Personalized medicine is designed for the specific genetic, epigenetics and
environmental properties of the individual and their diseased cells. Eventually, new
technologies will enable people to take a drop of blood from their fingertips, analyze it
at home and send it to a central computer. The data will be analyzed and compared to
the individual’s genome and epigenome. It may also be able to predict whether a patient
will respond well to a medicine. People with different genotypes and phenotypes can
metabolize drugs differently. The HIV viral genome is always changing, and resistance
testing can help doctors choose the drug that will best match the virus and suppress it.
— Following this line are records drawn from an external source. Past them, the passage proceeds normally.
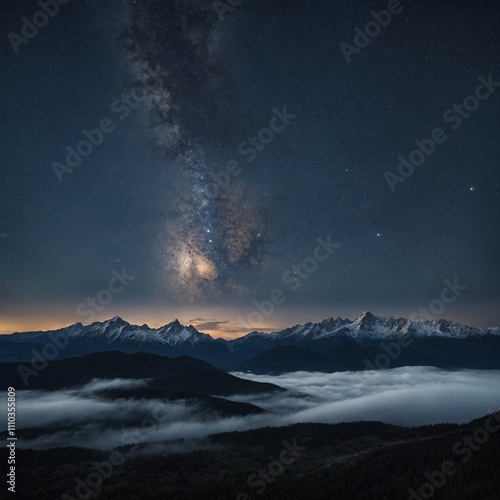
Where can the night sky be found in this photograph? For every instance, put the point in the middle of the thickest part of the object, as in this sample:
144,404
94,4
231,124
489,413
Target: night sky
300,139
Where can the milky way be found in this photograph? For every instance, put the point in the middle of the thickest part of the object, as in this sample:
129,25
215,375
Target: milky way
173,53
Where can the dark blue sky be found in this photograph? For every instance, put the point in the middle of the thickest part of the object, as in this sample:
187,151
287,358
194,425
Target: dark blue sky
144,199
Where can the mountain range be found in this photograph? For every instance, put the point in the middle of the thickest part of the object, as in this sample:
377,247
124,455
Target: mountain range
330,345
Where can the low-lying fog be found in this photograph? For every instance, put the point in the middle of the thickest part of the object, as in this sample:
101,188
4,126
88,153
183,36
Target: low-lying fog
405,396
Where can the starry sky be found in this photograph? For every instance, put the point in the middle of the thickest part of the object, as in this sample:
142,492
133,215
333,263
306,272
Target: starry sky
238,169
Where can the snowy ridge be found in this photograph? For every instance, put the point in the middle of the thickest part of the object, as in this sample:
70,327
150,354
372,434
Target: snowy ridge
370,327
364,327
118,330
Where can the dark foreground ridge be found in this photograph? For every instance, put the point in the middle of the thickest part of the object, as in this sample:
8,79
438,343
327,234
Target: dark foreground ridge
358,461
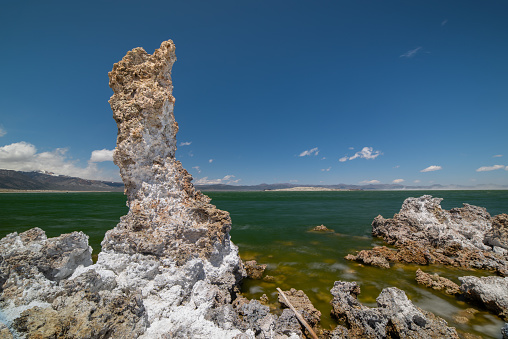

The development of new biomarkers through advanced genomic, proteomic,
metabolomic and imaging technologies has a very high priority because they can
improve diagnosis, and define disease subsets. Clinical trials are being modernized by
automating the trials and managing the data. Instead of just making the medicine
specific for the DNA that a person is born with, it can also be made specific for a type
of cancer. This is being done by developing monoclonal antibodies, which will bind to
receptors that are specific for a particular type of cancer. Some of them are even parts of
FDA-approved medications. Most can’t kill cells by themselves, but they can still bind
to cancer-specific antigens and deliver drugs that are covalently attached to the
monoclonal antibody. Thus, there is much research required to bind drugs to
monoclonal antibodies, so that the drug only reaches the target organ.
Keywords: Personalized medicine, HerceptinTM, RituxanTM, CampathTM,
ErbituxTM, VectibixTM and AvastinTM.